Nervenflattern
Ich glaube aber nicht, dass Terroristen am Werk sind. Die würden kommen, das Zeug freisetzen, uns beim Zählen der Toten zusehen und einen Bekennerbrief abgeben.«
Es klopfte an der offenen Tür und Ludger Brandt kam herein.
»Kriege ich auch einen Kaffee?«
Hain stand auf und ging zur Tür.
»Ich hol dir einen.«
»Danke.«
Der Kriminalrat setzte sich und schlug die Beine übereinander.
»Habe ich euch bei was gestört?«
»Nein, RW hat eine Türkin gefunden, die im Februar einen Unfall im City-Point hatte. Vielleicht war es aber auch kein Unfall. Wir haben gerade über die Exhumierung gesprochen und ich wollte den OB anrufen, damit er sich um die Genehmigungen kümmert.«
Gecks teilte dem Kriminalrat die weiteren Einzelheiten mit, während Lenz die Nummer des Bürgermeisters wählte.
»Sekretariat Oberbürgermeister Zeislinger, Schäfer, guten Tag«, meldete sich eine Frauenstimme.
»Hauptkommissar Lenz, guten Tag Frau Schäfer. Kann ich den Bürgermeister sprechen?«
»Der Herr Oberbürgermeister ist im Gespräch.«
Sie betonte das Ober des Bürgermeisters so, als wolle sie Lenz auf einen Fehler im Diktat aufmerksam machen.
»Aber ich werde fragen, ob er mit Ihnen sprechen möchte.«
Dann hörte Lenz ein kurzes Knacken, gefolgt von einer Melodie.
›Für Elise auf der Maultrommel‹, fiel ihm dazu ein. Dann ertönte wieder ein Geräusch und die Stimme des OB.
»Herr Kommissar, hallo. Dass ich so schnell wieder von Ihnen höre, hätte ich nicht gedacht. Aber Sie müssen sich einen kleinen Moment gedulden, nicht, meine Frau ist hier und wollte sich eben verabschieden.«
Lenz wurden die Knie weich. Er hörte Marias Stimme, konnte jedoch nichts verstehen, weil Zeislinger die Sprechmuschel mit der Hand zuhielt. Dann war der OB wieder am Telefon.
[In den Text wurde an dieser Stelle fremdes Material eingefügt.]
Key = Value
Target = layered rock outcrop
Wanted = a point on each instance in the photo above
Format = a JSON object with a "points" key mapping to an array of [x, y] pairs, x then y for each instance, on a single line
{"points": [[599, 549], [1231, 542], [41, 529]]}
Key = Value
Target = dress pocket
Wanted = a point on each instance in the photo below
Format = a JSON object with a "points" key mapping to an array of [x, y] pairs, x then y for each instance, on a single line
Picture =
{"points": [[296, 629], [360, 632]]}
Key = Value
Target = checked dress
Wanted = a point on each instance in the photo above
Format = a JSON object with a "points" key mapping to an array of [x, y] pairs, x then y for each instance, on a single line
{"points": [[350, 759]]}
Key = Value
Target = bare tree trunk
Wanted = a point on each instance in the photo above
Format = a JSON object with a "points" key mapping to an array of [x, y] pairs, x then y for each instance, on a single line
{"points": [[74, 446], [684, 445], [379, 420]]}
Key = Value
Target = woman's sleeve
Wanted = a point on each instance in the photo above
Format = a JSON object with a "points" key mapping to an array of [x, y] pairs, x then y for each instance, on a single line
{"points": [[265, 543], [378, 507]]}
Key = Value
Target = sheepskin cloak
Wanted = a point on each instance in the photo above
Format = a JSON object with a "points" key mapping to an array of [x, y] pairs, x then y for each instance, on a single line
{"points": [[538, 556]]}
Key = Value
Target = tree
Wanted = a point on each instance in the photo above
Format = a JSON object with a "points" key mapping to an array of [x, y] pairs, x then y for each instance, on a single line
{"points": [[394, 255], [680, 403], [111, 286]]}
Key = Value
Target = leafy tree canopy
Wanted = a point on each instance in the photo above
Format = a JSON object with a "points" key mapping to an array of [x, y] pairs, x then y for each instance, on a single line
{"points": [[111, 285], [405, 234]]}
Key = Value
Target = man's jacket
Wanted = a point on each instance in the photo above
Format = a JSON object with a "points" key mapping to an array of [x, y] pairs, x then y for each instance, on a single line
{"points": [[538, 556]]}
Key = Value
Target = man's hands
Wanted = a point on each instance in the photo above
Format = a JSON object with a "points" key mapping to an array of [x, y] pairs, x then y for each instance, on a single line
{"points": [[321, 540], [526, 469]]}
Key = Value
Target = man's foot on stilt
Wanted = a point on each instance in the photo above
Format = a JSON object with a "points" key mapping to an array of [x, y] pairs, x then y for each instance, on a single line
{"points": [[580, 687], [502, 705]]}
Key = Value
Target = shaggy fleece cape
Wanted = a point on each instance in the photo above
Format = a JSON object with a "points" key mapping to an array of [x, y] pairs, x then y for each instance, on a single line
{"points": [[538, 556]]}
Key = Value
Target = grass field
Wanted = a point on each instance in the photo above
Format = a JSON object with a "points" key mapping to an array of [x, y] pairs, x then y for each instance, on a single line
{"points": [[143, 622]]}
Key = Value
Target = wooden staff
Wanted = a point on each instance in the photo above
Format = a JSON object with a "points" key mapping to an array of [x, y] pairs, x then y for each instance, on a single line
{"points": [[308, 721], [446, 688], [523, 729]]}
»So, jetzt bin ich wieder da, nicht. Was kann ich für Sie tun, Herr Kommissar?«
Lenz erklärte ihm den Grund seines Anrufes und bat ihn um Hilfe bei der Exhumierung der Türkin, verschwieg aber die Vorgänge um Dieter Brill.
»Und Sie meinen wirklich, der Tod der armen Frau könnte etwas mit dem Schreiben zu tun haben?«
»Wir werden Genaueres wissen, wenn wir die Leiche obduziert haben, Herr Zeislinger, aber dazu müssen wir sie zuerst exhumieren.«
»Nun ja, wenn das so ist, dann werde ich mit den zuständigen Leuten telefonieren. Ich bin als Bürgermeister weisungsbefugt, nicht. Sie können schon anfangen, wenn jemand Schwierigkeiten macht, berufen Sie sich auf mich.«
»Danke, Herr Bürgermeister. Und ein schönes Wochenende wünsche ich Ihnen.«
Lenz wollte damit das Gespräch möglichst elegant beenden, aber Zeislinger hatte andere Pläne.
»Schönes Wochenende ist gut gesagt, Herr Kommissar. Wie ich vor einer Stunde erfahren habe, ist der Innenminister mit Nierensteinen ins Krankenhaus eingeliefert worden, nicht. Eigentlich wollte er in Berlin die chinesische Handelsdelegation begleiten und den Besuch hier in Hessen in der kommenden Woche vorbereiten. Daraus wird nun nichts. Und weil die Chinesen hier im Kasseler Raum viel Geld investieren wollen, hat man mich zu seinem Vertreter berufen. Ich bin praktisch schon auf dem Weg nach Berlin.«
Das ist doch mal eine gute Nachricht, dachte Lenz.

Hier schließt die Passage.